The Amazons had gone underground, or so it seemed to the ancient Greeks and others as they became so elusive as to be legendary. Crasser commentators declared them extinct and therefore literally underground. Allied tribes stubbornly directed invaders away from them or shielded them. Part of being an Amazon was being willing to assist people who wanted assistance wherever it was possible, and the women had become well loved for their readiness to provide medical services and training, or even just help with the harvest. That they helped their allies resist violent incursions or the acts of unjust people was another point that made them well loved. By the time small groups of Amazons began to sail west, various leaders of smaller groups had been deified after their deaths, their names dotting Southern Europe, Anatolia, even some parts of Asia.
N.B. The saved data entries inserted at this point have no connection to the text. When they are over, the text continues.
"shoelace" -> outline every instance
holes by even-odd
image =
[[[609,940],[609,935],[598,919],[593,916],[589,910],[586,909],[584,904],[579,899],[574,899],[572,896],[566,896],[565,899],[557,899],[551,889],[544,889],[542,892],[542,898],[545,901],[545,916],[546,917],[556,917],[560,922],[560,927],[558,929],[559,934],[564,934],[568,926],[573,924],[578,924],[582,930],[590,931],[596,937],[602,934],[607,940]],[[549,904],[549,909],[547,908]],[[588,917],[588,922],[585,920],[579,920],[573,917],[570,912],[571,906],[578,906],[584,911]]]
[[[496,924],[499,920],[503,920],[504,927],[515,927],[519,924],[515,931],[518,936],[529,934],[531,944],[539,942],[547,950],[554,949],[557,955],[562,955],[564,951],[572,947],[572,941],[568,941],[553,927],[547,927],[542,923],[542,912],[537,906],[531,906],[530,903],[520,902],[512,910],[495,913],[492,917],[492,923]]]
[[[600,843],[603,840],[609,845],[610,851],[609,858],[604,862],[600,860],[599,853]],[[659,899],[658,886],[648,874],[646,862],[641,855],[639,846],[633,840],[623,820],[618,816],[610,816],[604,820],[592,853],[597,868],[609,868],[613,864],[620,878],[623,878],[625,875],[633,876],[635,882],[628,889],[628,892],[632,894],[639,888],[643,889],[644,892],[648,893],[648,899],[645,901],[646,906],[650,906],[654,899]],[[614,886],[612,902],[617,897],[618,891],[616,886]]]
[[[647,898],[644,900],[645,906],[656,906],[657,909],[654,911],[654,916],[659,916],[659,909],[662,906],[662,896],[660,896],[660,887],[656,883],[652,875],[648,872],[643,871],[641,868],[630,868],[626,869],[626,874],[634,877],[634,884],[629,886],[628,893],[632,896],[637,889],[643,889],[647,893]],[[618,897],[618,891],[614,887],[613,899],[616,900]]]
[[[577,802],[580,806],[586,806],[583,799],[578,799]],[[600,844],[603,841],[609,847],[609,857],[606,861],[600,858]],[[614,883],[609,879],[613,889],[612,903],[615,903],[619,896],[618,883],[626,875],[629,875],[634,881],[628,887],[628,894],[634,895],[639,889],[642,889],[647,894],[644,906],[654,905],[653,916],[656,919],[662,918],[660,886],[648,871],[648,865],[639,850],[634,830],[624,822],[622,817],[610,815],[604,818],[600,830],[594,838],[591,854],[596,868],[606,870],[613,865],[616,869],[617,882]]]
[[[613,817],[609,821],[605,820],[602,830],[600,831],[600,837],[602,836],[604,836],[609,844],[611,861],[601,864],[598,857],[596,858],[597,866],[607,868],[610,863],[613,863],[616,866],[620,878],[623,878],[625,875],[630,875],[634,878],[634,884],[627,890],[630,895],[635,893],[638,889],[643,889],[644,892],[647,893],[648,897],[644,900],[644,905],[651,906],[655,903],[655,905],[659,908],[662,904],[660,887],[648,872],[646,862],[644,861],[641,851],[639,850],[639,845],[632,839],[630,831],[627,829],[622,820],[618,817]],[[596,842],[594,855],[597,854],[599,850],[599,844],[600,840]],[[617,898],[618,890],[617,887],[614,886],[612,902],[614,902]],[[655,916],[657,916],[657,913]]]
As they still do.

Too small in numbers to ever get caught up in a cycle of parasitize and destroy "the natives," new names plastered on the Amazons began to come back east in the writings of the Romans. Valkyries, Bean-Sidhe. Elves. Outsiders on average didn't seem too concerned that they were garbling together completely different peoples, not all of whom were Amazons or even Amazon-like. In the end, the only part of the world they didn't really have a presence was South America for unknown reasons. There were mysterious Amazon groups even at the poles, people so elusive that they were often referred to as spirits. All of these varied Amazons were represented in some way, and the spaces between the shutters overflowed with gifts and symbols of the many peoples allied to them. Many of them were from indigenous groups, and impressively few had their gifts ceremonially shrouded in black, symbolic of a people who had been wiped out.

The lights rose a bit, and now the colour of the walls became visibly green, and the streamers and other decorations more obvious. The people putting up the streamers had worked a stunning distance above the floor. In the centre of the auditorium, a gently glowing equilateral triangle set into the raised podium added to the ambiance. The carefully arranged floor tiles made a neat circle inside of the triangle.

The steady rumble of many women talking in hushed tones while they waited for things to start grew louder, and Arion stuck a finger in one ear as she squinted at the writing in front of her. "Ari." The woman didn't even twitch. "Ari? Hey!" Benny shook her gently by the shoulder.

"Oh, sorry. I'm deaf in my right ear, love." Arion smiled apologetically, and pulled her finger out of her left ear.

Whatever Benny had meant to ask, now it had to wait as a deep, ringing sound emanated from somewhere above them three times in succession. The perimeter lighting fell and torches burst into flame at the vertices of the triangle, in an admittedly impressive effect. The sound of measured steps began to the north, if Benny had her directions the right way around. They halted abruptly, followed by a trail of shockingly audible cursing.

"Shh, shh!"

"What do you mean shh? What's the matter with you people? Who can walk across ankle deep shag carpet in the dark? I'll tell you. NOBODY." Tittering in the audience made it clear to the two invisible individuals that the entire conversation was being heard.

"That's why shh! Now shh!"

"Twit." The measured steps began again. Then up thirteen steps. On the last five, the stumbler in the rug became visible at last, Jed in all her finery, lugging a staff almost a full metre taller than she was. Managing to position herself at the top apex of the triangle, she stood still for a moment, swaying alarmingly. The moment the protocol Amazon turned her back to signal somebody else with a flashlight, she mopped her brow with the back of one sleeve and pantomimed an exhausted sigh. The watching Amazons laughed in response, and the protocol Amazon spun around, glaring. Jed had already returned to serious mode, however.

More measured walking from the other three directions, so Jed got a good grip on the staff, choking up on it a bit, and only barely managed to perform the slow swing over the triangle, which was meant to symbolically sweep away evil. Jed had suggested sharply that it would have made more sense to use a damned broom, but no one had paid her any mind even though she was right. She got stuck almost fully extended to her left, and heaved the staff back towards herself with a resounding grunt. Then she nearly clobbered herself in the head with it, because the thing was completely unwieldy. Whacking the base against the floor in triumph when she had it in control again, Jed jumped in startlement when it collapsed into a neat 50 centimetre high tube. Grinning with delight because this would be much easier to handle, Jed uttered a delighted "Woohoo!" Needless to say she was completely spoiling the gravity of the pre-ceremony stuff, to everyone's relief, including Quentin's, who was making her way carefully through the carpet. It wasn't quite as deep as Jed had said, but close, leading Quentin to ask irritably, "What's up with the floor? It keeps grabbing my feet!"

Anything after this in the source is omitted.